Encore une fois ne prenons pas comme un axiome que ce régime soit condamnable, il assure une mobilité qui est un exemple rare d'économie à géométrie variable, il met d'accord employeurs et employés, enfin il assume une aide indirecte que le Ministère de la Culture ne veut pas prendre en charge. N'oublions pas que la politique culturelle a fait le choix de l'intermittence, le choix de ne pas créer des maisons qui puissent mensualiser des permanents comme c'est le cas en Allemagne. La décentralisation et le théâtre public ont choisi cette précarité pour assurer un renouvellement artistique et une souplesse aux formes nouvelles. Voilà pourquoi nous ne pouvons pas admettre que le Ministère de la Culture se pose en témoin ou en arbitre d'une négociation où il est juge et partie, il doit, quelles que soient ses solidarités avec le gouvernement, refuser que l'exception culturelle soit rognée, veiller à la sanctuarisation de ses acquis, affirmer qu'il ne les confond en rien avec des privilèges, désigner les abus et dérives dans les rangs des employeurs (est-ce qu'il est si difficile que le Ministère assume d'être une véritable autorité de régulation) et le cas échéant remettre sa lettre de démission. Ne s'agit-il pas de sauver l'honneur de cinquante ans de politique culturelle ? Ou bien il lui faut accepter qu'il n'est qu'un jouet démagogique dans un système marchand qui a pris la place de la République.

La plus grande perversité du Ministère de la Culture est de prétendre défendre ce régime, mais le défendre contre qui sinon contre les diktats de Bercy ? Car n'en doutons pas, les économies ridicules de cette révision (sur les 24 millions d'emplois en France, moins de 90 000 personnes déséquilibreraient tout un régime ?) cachent une stratégie politique, une avancée symbolique pour abîmer la nécessité d'une politique culturelle.
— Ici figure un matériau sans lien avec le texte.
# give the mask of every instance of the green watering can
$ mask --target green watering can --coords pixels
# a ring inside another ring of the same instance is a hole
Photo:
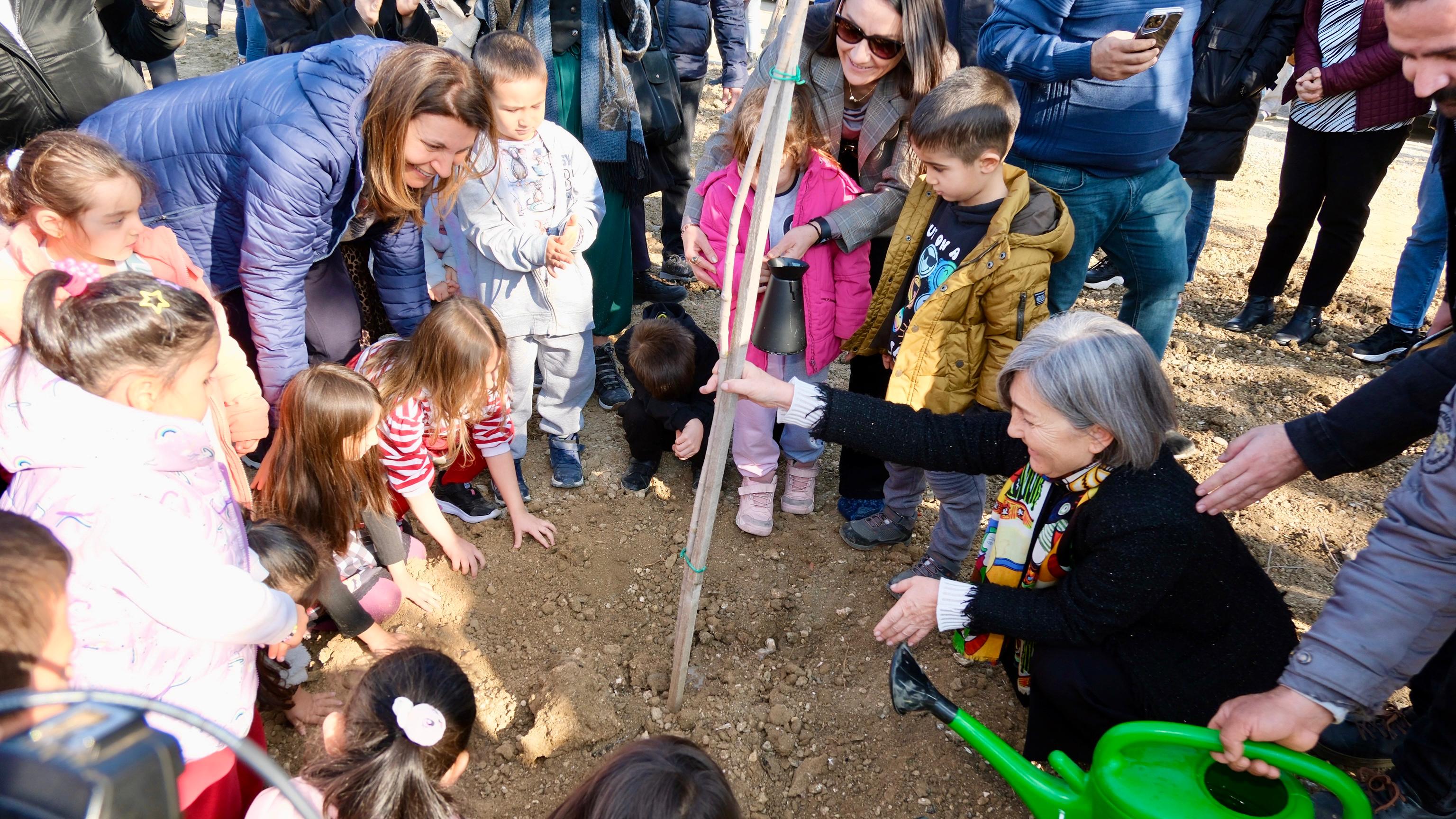
[[[890,665],[895,711],[930,711],[984,756],[1010,783],[1035,819],[1313,819],[1309,793],[1294,777],[1329,788],[1345,819],[1370,819],[1370,803],[1350,777],[1278,745],[1245,743],[1251,759],[1277,765],[1284,775],[1267,780],[1214,762],[1219,732],[1178,723],[1124,723],[1102,734],[1083,772],[1066,753],[1048,762],[1060,780],[1016,753],[986,726],[935,689],[914,654],[901,644]]]

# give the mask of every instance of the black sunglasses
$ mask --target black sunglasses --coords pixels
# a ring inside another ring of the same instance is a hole
[[[901,51],[904,51],[906,47],[906,44],[898,39],[891,39],[878,34],[865,34],[865,29],[856,26],[853,20],[842,15],[834,15],[834,36],[850,45],[859,45],[859,41],[862,39],[868,41],[869,52],[881,60],[894,60]]]

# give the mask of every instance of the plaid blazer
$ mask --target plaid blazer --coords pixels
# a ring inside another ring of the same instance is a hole
[[[830,25],[827,16],[833,15],[833,4],[811,7],[805,31],[827,31]],[[815,15],[823,15],[826,19],[815,20]],[[766,48],[743,92],[748,93],[769,85],[769,73],[778,60],[778,44]],[[955,71],[960,66],[955,48],[945,45],[942,61],[945,76]],[[820,127],[826,130],[824,136],[828,137],[830,154],[837,156],[840,127],[844,121],[844,73],[840,70],[839,58],[815,54],[810,44],[804,44],[799,54],[799,70],[804,73],[814,98],[814,115]],[[904,205],[910,185],[919,175],[920,165],[919,157],[910,149],[910,105],[900,96],[895,83],[882,82],[869,95],[865,124],[859,131],[859,178],[856,179],[865,192],[826,217],[830,230],[846,252],[875,236],[888,236],[895,226],[895,219],[900,217],[900,208]],[[686,220],[696,223],[702,214],[703,197],[697,192],[697,185],[732,162],[728,128],[732,127],[737,115],[737,111],[724,114],[718,133],[708,137],[703,144],[703,156],[697,160],[697,169],[693,173],[693,189],[687,194]]]

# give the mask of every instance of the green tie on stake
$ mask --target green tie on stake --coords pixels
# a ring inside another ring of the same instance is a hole
[[[794,103],[794,77],[799,76],[799,51],[804,41],[804,20],[810,0],[789,0],[783,23],[778,31],[779,58],[769,80],[769,95],[763,115],[753,134],[744,168],[759,166],[759,189],[772,191],[779,178],[783,160],[783,137],[789,128]],[[764,150],[767,147],[767,150]],[[764,157],[759,162],[759,157]],[[759,293],[759,278],[763,273],[764,242],[769,238],[769,213],[773,197],[757,197],[748,222],[747,249],[744,251],[741,281],[734,281],[734,259],[737,258],[738,224],[744,203],[748,200],[748,176],[744,175],[734,197],[732,217],[728,222],[728,248],[725,251],[722,299],[719,303],[718,353],[719,385],[743,376],[743,364],[748,354],[748,332],[753,328],[754,305]],[[737,315],[732,315],[732,289],[738,286]],[[708,568],[708,546],[713,539],[713,522],[718,517],[718,497],[724,488],[724,468],[728,466],[728,443],[732,439],[732,417],[738,408],[738,396],[724,392],[719,386],[715,396],[713,427],[703,450],[702,478],[697,484],[697,498],[693,501],[693,520],[687,526],[687,545],[683,548],[683,590],[677,599],[677,628],[673,632],[673,679],[667,692],[667,708],[683,707],[683,686],[687,683],[687,667],[693,653],[693,632],[697,625],[697,600],[703,595],[703,571]]]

Oui, cette révision entre dans un plan de plus en plus affirmé d'abandonner le spectacle vivant et le cinéma d'auteur ou tout au moins de ne plus les protéger des enjeux mercantiles.
Présenté comme un compromis bienveillant, comme une avancée nécessaire, masqué sous des complexités comptables, c'est en fait un premier grand coup peut-être irréparable, du cynisme dirigeant, contre la vie élémentaire de l'art et de la pensée.